Mas minha mãe – sempre me surpreendendo – usou um argumento difícil de rebater. Num futuro não muito distante, eu e ela provavelmente formaríamos nossa família. E ela esperava estar ali para estar junto dessa nova família em outros Natais. Mas que ela não teve como me dar um presente de Natal naquele ano, então ela queria que o presente dela fosse justamente o direito de eu ter uma noite de Natal em família. Minha namorada então concordou. Mas com a condição de que eu retornasse ao hospital na mesma noite.

Assim, com elas combinadas entre si, não me restou alternativa. Naquela noite de Natal eu fiquei até as 23h na casa na minha namorada. Eles foram gentis à ponto de antecipar a ceia para 22h somente para que eu pudesse estar junto à eles na ceia e na troca de presentes. Não foi meu primeiro Natal em família, mas naquela noite eu entendi o quão importante era estar com a família no Natal.

Então, eu me despedi e agradeci pela noite especial. Voltei para o hospital onde meu irmão havia me rendido por algumas horas. Meu pai ficou em casa, cuidando da minha avó que não poderia ficar sozinha por lá. Ao entrar no quarto disse à minha mãe que minha namorada e a mãe dela viriam visitá-la no dia seguinte e que os presentes teriam que esperar. Ela sorriu e disse que o presente dela já havia chegado.

O tempo passou, minha mãe finalmente teve alta umas duas semanas depois e voltou para casa. Alguns meses depois meu namoro ruiu e acabou não dando certo. Eu guardo algumas mágoas daquele relacionamento, é verdade. Mas não posso negar aquele momento onde ela foi uma garota muito legal.

Ah sim… eu não contei sobre os presentes, não é mesmo? Ganhei algumas roupas da minha namorada e sua família. Não me lembro do meu pai ter comprado algo pra mim e claro que nem pensei nisso na época. Mas o meu maior presente eu comemoro ainda todos os Natais desde então: minha mãe está conosco até hoje. Já se vão 28 anos desde aquele Natal de 1995 e minha mãe está hoje com 79 anos de idade. Claro que a idade e outros problemas de saúde surgiram. Mas aquele câncer ficou para trás. Curada? Gosto de pensar que sim…
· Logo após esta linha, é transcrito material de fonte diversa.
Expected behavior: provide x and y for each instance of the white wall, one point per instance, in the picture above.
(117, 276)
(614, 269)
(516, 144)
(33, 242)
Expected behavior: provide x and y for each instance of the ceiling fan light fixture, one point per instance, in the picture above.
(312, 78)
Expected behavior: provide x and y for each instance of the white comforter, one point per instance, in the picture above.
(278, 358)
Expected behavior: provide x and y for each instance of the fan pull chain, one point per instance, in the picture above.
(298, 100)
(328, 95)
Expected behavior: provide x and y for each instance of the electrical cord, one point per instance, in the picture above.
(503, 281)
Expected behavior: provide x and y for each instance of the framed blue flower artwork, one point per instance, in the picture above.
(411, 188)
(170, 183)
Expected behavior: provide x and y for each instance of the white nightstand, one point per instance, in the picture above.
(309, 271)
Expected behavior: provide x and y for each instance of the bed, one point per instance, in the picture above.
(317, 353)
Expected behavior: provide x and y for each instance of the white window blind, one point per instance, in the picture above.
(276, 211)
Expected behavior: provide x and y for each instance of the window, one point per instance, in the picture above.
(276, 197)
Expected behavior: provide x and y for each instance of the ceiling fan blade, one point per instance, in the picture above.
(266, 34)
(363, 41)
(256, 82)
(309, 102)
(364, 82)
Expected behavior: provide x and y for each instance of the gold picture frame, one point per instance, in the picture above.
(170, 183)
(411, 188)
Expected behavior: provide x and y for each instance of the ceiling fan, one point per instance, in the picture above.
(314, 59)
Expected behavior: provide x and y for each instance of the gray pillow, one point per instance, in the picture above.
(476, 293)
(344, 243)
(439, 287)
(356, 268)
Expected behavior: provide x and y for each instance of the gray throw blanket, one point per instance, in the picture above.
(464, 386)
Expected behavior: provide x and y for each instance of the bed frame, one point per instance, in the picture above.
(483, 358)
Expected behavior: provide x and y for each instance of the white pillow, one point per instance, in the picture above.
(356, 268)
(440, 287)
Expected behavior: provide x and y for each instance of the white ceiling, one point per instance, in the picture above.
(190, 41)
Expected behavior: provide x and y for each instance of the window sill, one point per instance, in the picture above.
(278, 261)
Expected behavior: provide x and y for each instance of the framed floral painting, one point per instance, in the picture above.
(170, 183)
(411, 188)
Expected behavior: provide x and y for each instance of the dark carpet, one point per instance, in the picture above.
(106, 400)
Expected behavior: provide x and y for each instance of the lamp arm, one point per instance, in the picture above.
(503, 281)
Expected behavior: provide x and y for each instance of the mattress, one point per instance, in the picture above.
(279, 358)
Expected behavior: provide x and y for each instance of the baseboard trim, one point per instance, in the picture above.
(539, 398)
Então… mesmo com os presentes materiais… mesmo com os Natais em família que minha esposa Ana Paula me propiciou desde nosso primeiro ano de namoro, mesmo com minhas filhas crescendo felizes e com saúde, eu tenho todos os anos o presente de Natal mais incrível que já ganhei… minha mãe está aqui até hoje.

O Natal… oras… ele deve ser em família. Mesmo que a família não possa estar reunida. Ela deve estar reunida dentro de você. E estes são meus votos de Natal para o ano de 2023.

Uma noite de alegrias e paz para todos. Dentro do possível, junto à sua família.